We would like to know if there is any way to alert nimbus, when a node fall
down, in order to rebalance the affected topologies and  create new workers
in the healthy nodes of the cluster that supply those who were working on
the failed ones.

This would have helped us so much, because we could have kept consistency
in our service in spite of the failed nodes.

Any advice?

Tahnks in advance!






*JULIÁN BERMEJO FERREIRO*
*Departamento de Tecnología *
*julian.bermejo@beeva.com <ju...@beeva.com>*
<http://www.beeva.com/>

Re: Storm rebalancing problems

Posted by Jungtaek Lim <ka...@gmail.com>.

You can rebalance your topology with proper wait time without killing all
workers manually.
When 'kill' or 'rebalance' is issued, topology is immediately
'deactivated', so spouts are not fetching / emitting tuples. In wait time,
bolts process tuples which are already emitted from Spout. If bolts can
process all flowing tuples, it's a graceful restart.
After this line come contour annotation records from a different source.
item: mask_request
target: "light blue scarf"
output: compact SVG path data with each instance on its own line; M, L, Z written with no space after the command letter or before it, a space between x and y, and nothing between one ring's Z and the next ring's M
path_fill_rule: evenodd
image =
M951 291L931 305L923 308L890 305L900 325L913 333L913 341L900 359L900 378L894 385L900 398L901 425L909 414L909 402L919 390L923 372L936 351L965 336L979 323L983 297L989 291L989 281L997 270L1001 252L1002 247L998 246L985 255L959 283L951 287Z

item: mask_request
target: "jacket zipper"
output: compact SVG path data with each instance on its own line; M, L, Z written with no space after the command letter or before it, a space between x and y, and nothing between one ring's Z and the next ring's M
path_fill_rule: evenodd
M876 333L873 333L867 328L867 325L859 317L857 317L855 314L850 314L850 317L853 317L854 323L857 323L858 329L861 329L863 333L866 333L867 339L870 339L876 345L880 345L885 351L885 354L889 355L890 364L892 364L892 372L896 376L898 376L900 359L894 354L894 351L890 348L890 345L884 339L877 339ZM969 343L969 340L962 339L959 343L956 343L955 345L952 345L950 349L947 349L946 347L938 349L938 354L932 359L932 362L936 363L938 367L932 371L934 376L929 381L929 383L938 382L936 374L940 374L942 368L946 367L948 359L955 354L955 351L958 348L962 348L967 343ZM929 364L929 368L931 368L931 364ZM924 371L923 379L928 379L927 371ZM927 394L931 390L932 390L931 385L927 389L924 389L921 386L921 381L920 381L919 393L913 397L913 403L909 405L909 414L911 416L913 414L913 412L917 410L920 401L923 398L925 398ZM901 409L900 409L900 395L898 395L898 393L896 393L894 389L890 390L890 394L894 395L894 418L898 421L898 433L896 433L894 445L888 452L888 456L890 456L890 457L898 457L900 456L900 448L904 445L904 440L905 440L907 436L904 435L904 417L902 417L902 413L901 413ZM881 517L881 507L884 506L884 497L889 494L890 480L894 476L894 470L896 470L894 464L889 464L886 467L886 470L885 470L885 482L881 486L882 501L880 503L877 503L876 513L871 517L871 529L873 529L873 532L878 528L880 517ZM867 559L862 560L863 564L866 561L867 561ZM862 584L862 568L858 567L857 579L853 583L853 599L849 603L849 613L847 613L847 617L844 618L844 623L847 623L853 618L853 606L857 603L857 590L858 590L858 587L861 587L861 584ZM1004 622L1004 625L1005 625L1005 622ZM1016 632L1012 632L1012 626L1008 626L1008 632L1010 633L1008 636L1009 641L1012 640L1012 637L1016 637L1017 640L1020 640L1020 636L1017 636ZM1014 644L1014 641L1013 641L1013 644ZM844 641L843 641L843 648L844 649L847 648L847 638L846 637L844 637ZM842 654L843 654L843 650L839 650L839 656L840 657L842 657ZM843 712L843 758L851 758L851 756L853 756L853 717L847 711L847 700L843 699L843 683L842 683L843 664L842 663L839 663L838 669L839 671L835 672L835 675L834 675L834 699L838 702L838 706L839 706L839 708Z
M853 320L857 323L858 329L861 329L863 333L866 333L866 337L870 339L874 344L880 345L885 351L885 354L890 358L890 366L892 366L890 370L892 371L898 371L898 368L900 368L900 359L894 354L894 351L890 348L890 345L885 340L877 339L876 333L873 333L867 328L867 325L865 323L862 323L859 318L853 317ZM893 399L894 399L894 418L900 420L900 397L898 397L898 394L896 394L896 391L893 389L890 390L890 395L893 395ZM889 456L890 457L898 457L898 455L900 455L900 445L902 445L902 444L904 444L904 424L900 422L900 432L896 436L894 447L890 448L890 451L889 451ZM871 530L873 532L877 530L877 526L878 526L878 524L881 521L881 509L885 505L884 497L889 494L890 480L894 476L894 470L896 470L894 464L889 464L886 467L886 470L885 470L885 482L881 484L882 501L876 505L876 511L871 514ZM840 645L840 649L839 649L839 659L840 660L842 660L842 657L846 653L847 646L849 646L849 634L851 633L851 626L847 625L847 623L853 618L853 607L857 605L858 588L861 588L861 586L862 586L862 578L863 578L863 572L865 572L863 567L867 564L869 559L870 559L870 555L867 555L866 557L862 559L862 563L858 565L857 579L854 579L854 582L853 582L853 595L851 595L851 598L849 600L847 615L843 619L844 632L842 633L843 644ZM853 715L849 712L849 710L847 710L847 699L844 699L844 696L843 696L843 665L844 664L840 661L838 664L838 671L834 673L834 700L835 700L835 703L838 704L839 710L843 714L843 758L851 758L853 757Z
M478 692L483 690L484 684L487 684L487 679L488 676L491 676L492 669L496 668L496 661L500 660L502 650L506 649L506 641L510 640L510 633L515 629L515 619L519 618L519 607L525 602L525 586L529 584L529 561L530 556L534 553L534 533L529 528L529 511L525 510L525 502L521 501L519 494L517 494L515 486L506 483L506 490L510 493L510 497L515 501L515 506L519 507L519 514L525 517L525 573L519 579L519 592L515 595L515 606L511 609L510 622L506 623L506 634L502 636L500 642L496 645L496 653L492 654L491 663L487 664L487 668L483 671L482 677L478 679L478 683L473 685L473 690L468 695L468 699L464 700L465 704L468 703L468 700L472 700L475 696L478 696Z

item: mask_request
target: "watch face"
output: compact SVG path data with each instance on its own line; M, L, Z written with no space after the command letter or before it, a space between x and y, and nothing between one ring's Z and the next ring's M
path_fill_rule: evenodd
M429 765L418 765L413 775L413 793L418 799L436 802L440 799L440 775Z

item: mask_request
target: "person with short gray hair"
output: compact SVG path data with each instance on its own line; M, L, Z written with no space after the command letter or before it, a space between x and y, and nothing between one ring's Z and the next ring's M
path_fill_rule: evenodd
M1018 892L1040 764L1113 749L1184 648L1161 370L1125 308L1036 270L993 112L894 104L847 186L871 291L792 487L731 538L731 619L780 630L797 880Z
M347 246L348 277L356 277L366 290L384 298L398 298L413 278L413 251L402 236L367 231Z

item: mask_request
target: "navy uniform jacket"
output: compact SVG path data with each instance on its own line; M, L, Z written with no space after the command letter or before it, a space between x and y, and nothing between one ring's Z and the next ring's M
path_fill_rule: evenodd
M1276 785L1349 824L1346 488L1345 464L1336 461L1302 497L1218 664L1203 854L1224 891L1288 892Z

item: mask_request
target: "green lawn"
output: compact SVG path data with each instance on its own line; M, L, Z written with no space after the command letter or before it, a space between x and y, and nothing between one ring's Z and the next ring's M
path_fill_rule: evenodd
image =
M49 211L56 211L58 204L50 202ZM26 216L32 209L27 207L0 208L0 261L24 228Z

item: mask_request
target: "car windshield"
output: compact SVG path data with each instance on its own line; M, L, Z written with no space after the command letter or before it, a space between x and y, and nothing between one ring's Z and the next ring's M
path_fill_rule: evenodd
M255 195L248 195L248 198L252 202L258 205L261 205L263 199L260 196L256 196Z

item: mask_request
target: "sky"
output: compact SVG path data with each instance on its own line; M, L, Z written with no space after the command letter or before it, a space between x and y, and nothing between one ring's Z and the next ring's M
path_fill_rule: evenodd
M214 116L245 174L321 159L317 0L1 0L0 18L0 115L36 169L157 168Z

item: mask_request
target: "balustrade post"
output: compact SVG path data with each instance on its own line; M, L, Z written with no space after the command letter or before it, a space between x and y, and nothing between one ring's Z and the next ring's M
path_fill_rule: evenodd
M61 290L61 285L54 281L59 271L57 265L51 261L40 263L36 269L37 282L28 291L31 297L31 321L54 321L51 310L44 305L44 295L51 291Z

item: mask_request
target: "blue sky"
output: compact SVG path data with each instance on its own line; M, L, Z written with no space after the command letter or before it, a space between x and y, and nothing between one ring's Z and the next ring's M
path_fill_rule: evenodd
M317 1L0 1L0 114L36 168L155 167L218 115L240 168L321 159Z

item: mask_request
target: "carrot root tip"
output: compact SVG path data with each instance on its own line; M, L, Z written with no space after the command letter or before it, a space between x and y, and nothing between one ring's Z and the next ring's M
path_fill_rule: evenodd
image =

Same thing applies to
kill, 'graceful stop' in this case.

- Jungtaek Lim (HeartSaVioR)


2016년 5월 26일 (목) 오후 11:06, Julián Bermejo Ferreiro | BEEVA <
julian.bermejo@beeva.com>님이 작성:

> Hi Jungtaek,
>
> We are running, Storm 0.9.4, but we are planning to migrate to 1.0.1
> version.
>
> We deploy our topologies to move messages inside RabbitMQ brokers.
>
> Certanly, we have made the test of forcing a worker's die, and once nimbus
> timeout has happened, a new worker appeared in another node,  but system
> doesn't behave as good as it should. It was necessary to kill some other
> workers and rebalance a couple of times in order to get everything OK (A
> constant message flow inside our brokers).
>
> Is it possible to kill all the workers inside a topology and rebalance
> (like a kind of graceful shutdown)? Or once you kill all of them you must
> redeploy de hole topology?
>
> Is 1.0.1 version a possible solution?
>
> Thanks again.
>
>
>
>
> *JULIÁN BERMEJO FERREIRO*
> *Departamento de Tecnología *
> *julian.bermejo@beeva.com <ju...@beeva.com>*
> <http://www.beeva.com/>
>
>
>
>
> 2016-05-26 15:34 GMT+02:00 Jungtaek Lim <ka...@gmail.com>:
>
>> Hi Julián,
>>
>> Which version of Storm do you use?
>> I remember some of Storm 0.9.x versions has some issues when workers are
>> failing, so I'd like to know about it.
>>
>> Thanks,
>> Jungtaek Lim (HeartSaVioR)
>>
>> 2016년 5월 26일 (목) 오후 5:53, Julián Bermejo Ferreiro | BEEVA <
>> julian.bermejo@beeva.com>님이 작성:
>>
>>> Hello,
>>>
>>> We have a multiple-node storm cluster running on a Production
>>> environment. We have had some issues with a couple of machines, which have
>>> been out of service for a few hours.
>>>
>>> Because some workers of the deployed topologies were running on the
>>> failed machines, cluster's behaviour has been unusual (It has been running
>>> but not as it should).
>>>
>>> Once we recovered the failed nodes, and rebalanced the topologies, the
>>> cluster returned to work properly.
>>>
>>> We would like to know if there is any way to alert nimbus, when a node
>>> fall down, in order to rebalance the affected topologies and  create new
>>> workers in the healthy nodes of the cluster that supply those who were
>>> working on the failed ones.
>>>
>>> This would have helped us so much, because we could have kept
>>> consistency in our service in spite of the failed nodes.
>>>
>>> Any advice?
>>>
>>> Tahnks in advance!
>>>
>>>
>>>
>>>
>>>
>>>
>>> *JULIÁN BERMEJO FERREIRO*
>>> *Departamento de Tecnología *
>>> *julian.bermejo@beeva.com <ju...@beeva.com>*
>>> <http://www.beeva.com/>
>>>
>>>
>>>
>>>
>

Re: Storm rebalancing problems

Posted by Julián Bermejo Ferreiro | BEEVA <ju...@beeva.com>.

Hi Jungtaek,

We are running, Storm 0.9.4, but we are planning to migrate to 1.0.1
version.

We deploy our topologies to move messages inside RabbitMQ brokers.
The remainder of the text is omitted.